HP Inc. (NYSE: HPQ | HPQ Price Prediction) reports its fiscal first-quarter 2026 results today after the close. With the stock down nearly 17% year-to-date and sitting near its 52-week low of $18.12, the pressure on management to deliver is real.
A Stock Under Pressure, A Business in Transition
Last quarter, HP closed out fiscal 2025 on a strong note. Revenue came in at $14.64billion, beating the $14.49 billion consensus by a meaningful margin and growing 4% year over year. Non-GAAP EPS of $0.93 just pasted expectations of $0.92. Personal Systems was the clear engine, with revenue up 8% on increased average selling prices and 7% unit growth. Printing continued its slide, falling 4% year over year.

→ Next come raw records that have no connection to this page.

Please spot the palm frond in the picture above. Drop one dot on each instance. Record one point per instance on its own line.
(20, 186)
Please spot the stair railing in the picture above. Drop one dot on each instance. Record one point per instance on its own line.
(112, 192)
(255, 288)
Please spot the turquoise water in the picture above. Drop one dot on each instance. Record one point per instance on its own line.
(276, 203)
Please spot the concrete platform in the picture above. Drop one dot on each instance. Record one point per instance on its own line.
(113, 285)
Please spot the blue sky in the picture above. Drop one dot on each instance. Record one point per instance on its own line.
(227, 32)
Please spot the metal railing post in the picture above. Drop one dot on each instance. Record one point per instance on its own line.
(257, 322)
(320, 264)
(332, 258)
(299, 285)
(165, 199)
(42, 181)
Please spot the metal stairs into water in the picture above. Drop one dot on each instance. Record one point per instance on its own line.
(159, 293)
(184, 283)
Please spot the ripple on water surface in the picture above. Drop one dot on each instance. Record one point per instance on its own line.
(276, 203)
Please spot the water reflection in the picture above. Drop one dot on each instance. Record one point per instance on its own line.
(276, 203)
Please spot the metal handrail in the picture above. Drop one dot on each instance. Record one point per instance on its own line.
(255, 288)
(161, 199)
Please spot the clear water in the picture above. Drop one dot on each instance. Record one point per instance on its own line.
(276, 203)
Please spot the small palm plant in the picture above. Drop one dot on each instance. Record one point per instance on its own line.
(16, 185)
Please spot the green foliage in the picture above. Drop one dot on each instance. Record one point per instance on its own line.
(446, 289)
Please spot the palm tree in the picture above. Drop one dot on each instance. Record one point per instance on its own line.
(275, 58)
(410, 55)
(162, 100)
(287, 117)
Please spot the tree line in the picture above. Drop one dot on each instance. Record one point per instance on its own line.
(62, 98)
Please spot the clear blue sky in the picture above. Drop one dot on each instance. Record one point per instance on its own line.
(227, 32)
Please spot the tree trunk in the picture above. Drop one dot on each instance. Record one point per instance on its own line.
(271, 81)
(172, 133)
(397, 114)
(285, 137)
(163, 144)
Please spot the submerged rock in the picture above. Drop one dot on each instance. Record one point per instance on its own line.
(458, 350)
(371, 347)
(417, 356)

Since that November report, the stock initially rallied, gaining nearly 12% in the week following results, before giving back all of those gains and then some. The market’s concern centers on two issues that have grown louder heading into today: memory cost inflation and the durability of the PC refresh cycle.
Management flagged the memory headwind explicitly on the Q4 call. CFO Karen Parkhill estimated a 30-cent impact from projected memory cost increases, net of mitigations, baked into full-year guidance. CEO Enrique Lores noted that memory costs now represent 15% to 18% of the cost of a typical PC, and that the pace of increases had accelerated in recent weeks.
Consensus Estimates
| Metric | Q1 FY2026 Estimate |
|---|---|
| Non-GAAP EPS | $0.77 |
| Revenue | $13.925 B |
Memory Costs, Margins, and the AI PC Offset
This is the quarter where execution matters more than narrative. I’ll be watching gross margin closely. With memory costs accelerating further into Q1, a margin squeeze could deepen.

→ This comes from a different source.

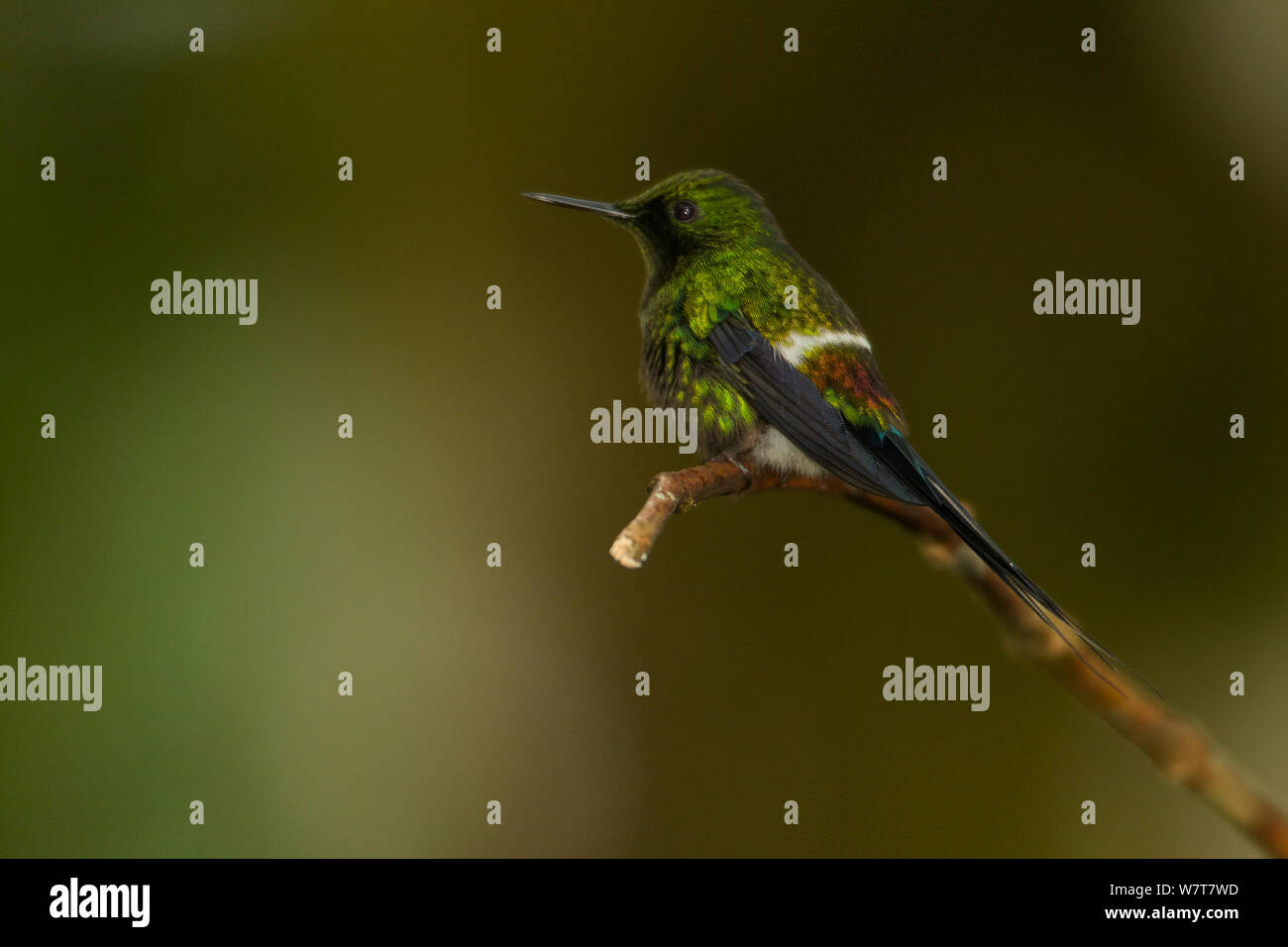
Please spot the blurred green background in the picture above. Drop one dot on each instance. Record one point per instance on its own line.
(472, 427)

Management outlined several mitigation strategies, including qualifying lower-cost suppliers, redesigning the portfolio for reduced memory configurations, and raising prices in coordination with channel partners. How much of that is showing up in Q1 results will be a key signal for whether the full-year guidance range of $2.90 to $3.20 in non-GAAP EPS is achievable.
On the demand side, you should watch AIPC momentum. AIPCs represented more than 30% of shipments in Q4, and management expects that to reach 40% to 50% in fiscal 2026. The Windows 11 refresh remains a real tailwind. About 60% of the installed base have been converted at the end of Q4, with the biggest remaining opportunity in SMB customers and markets outside North America.

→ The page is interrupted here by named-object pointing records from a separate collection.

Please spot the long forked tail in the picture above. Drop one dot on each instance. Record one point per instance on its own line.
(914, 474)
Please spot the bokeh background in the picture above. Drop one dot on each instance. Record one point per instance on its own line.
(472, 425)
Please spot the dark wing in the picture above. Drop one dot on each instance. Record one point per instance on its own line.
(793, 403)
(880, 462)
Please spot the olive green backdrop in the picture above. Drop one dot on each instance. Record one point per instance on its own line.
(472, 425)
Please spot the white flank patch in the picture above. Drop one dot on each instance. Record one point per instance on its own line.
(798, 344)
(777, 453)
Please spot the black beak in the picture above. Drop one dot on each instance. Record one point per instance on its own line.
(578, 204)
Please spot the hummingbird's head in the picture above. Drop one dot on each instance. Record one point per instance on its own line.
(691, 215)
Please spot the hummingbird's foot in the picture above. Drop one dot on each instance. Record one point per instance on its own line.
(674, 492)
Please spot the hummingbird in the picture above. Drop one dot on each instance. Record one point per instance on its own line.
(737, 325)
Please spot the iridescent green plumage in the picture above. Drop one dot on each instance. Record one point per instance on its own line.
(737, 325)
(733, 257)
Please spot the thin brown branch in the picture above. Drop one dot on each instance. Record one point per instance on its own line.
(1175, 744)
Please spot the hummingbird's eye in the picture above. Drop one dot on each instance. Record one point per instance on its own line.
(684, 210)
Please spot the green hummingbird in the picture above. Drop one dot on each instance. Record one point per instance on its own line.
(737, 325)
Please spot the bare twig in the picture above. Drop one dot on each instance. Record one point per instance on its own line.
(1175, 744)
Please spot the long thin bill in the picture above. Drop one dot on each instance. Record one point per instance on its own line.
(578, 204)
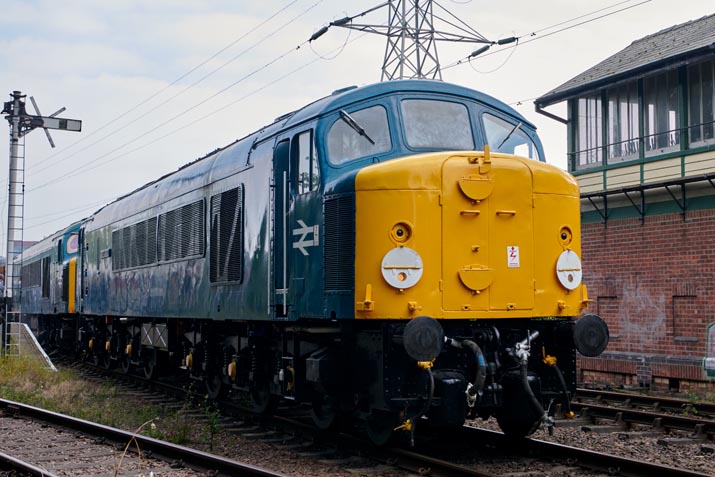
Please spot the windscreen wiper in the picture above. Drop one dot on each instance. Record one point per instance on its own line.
(509, 135)
(355, 126)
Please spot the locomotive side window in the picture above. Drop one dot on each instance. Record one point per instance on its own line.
(181, 232)
(436, 124)
(503, 136)
(307, 171)
(226, 240)
(358, 134)
(46, 277)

Printing will stay in the background, but watch supplies revenue. Supplies declined 3% year over year in constant currency in Q4, and management guided for continued low single-digit declines in fiscal 2026. Any acceleration in that decline would put pressure on the Print segment’s 18.9% operating margin, which has been a reliable profit contributor even as hardware volumes shrink.
Wall Street’s posture is cautious. Of 17 analysts covering the stock, 10 rate it a hold, 3 a sell, and 1 a strong sell, with an average price target of $23.21. Morgan Stanley and Bank of America both carry sell ratings with $18 price targets.
More Than a Single Quarter Print
HP’s Investor Day is scheduled for April 23, where management plans to lay out how AI is transforming the business. Today’s results set the credibility baseline for that conversation. If HP can show it is managing memory headwinds without sacrificing free cash flow, and that AIPC demand is accelerating as guided, the April event could shift the narrative for a stock that has lost significant ground over the past year.